The farms surrounding the University of Massachusetts are growing local food, but some of them are using machinery powered by fossil fuels. One Amherst farmer is choosing to live more sustainably by replacing his tractors with horses.
In the equipment shed at Amethyst Farm, tractors are parked next to carts that were once attached to them. Bernard Brennan, who owns and lives on the farm with his wife and two daughters, has been retooling the carts to be pulled by horses. He says one of his favorite tools is essentially a horse-drawn chariot.
“I can tow things on it, like any fork cart,” Brennan says. “But this one has gearing in it such that when the horses pull the wheels forward, it has PTO, powered takeoff tractor rotary power.”

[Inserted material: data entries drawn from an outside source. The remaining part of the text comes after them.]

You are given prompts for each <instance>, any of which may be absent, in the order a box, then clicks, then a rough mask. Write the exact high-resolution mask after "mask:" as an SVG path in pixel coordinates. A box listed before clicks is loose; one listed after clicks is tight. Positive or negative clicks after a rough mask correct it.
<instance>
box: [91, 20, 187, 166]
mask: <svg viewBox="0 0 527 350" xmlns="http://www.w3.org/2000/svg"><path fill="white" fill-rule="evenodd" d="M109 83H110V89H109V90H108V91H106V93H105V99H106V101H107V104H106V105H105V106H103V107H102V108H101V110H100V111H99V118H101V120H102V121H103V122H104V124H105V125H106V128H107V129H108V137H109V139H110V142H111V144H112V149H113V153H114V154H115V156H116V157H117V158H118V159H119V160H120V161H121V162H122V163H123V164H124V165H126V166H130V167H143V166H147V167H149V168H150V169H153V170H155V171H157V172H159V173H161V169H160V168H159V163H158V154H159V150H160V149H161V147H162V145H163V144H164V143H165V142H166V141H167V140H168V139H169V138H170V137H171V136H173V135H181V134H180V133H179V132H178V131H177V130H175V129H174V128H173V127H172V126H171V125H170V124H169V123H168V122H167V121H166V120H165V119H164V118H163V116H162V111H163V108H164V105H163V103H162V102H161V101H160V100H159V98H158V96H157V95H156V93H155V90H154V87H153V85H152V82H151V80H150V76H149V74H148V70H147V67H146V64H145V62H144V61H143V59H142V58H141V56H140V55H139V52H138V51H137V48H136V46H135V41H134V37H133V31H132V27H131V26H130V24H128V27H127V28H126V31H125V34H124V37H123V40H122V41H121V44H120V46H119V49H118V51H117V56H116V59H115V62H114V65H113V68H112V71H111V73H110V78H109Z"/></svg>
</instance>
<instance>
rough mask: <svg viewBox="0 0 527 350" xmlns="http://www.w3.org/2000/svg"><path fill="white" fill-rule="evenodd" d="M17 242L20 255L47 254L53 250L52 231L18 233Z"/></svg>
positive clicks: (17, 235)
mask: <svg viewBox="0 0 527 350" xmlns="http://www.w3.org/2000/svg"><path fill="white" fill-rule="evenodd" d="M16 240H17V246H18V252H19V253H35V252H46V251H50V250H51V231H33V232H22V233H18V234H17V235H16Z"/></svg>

Adapting farm equipment is a new skill for Brennan. His expertise is actually in animal behavior. He earned a doctorate degree in Behavioral Ecology from Cornell University. But two years ago, he ditched academia, moved his family to western Massachusetts, and bought Amethyst Farm. One reason for the switch was a desire to become less dependent on outside sources of food and energy.
“If peak oil, climate change, and economic disaster all come to fall, I’m fairly insulated from that in being able to heat, cool, [and] feed ourselves and our neighbors,” Brennan says.
He says he can use his horses to pull out some firewood from the woods.
“And suddenly we’re not dependent on the fuel company to bring inputs,” he says. “And really what we want to run our house on is what we have, wood and sun.”
Down the road, the Hadley Farm at UMass is home to some 45 horses. Two of them are prancing toward a gate that has just been opened.
Cassandra Uricchio, director of the Equine Management Program at UMass, says she thinks more farmers in the area are beginning to use draft horses to pull equipment.
“The movement comes even before that, the movement for sustainable agriculture and local foods and kind of getting back to knowing where your food comes from and also producing food in a very sustainable way,” Uricchio says.
Uricchio says horses make good farmhands because they work well with humans.
“As soon as that pecking order gets established and you’re the leader and they’re the follower, then they pretty much will do anything you ask them to do,” she says. “It’s pretty amazing the relationship you can build.”
And that relationship makes horses a good choice for jobs beyond farming. Jenny Gardener, a horse trainer at the Hadley Farm, says even business people are working with horses.
“It’s like the new thing happening. They have leadership schools for people who manage corporations coming to barns to practice leadership on horses,” Gardner says. “They’re not equestrians and never will be, but just because the horses respond so quickly to your intentions, your body language, your determination.”
Uricchio says working horses can be found doing all kinds of things across the country, from herding cattle out west to pulling tourists in carriages around New York City.
Note: The audio version of this story requires the following corrections: (1) Brennan received his doctorate degree from Cornell University and (2) Amethyst Farm’s land does not extend to Vermont.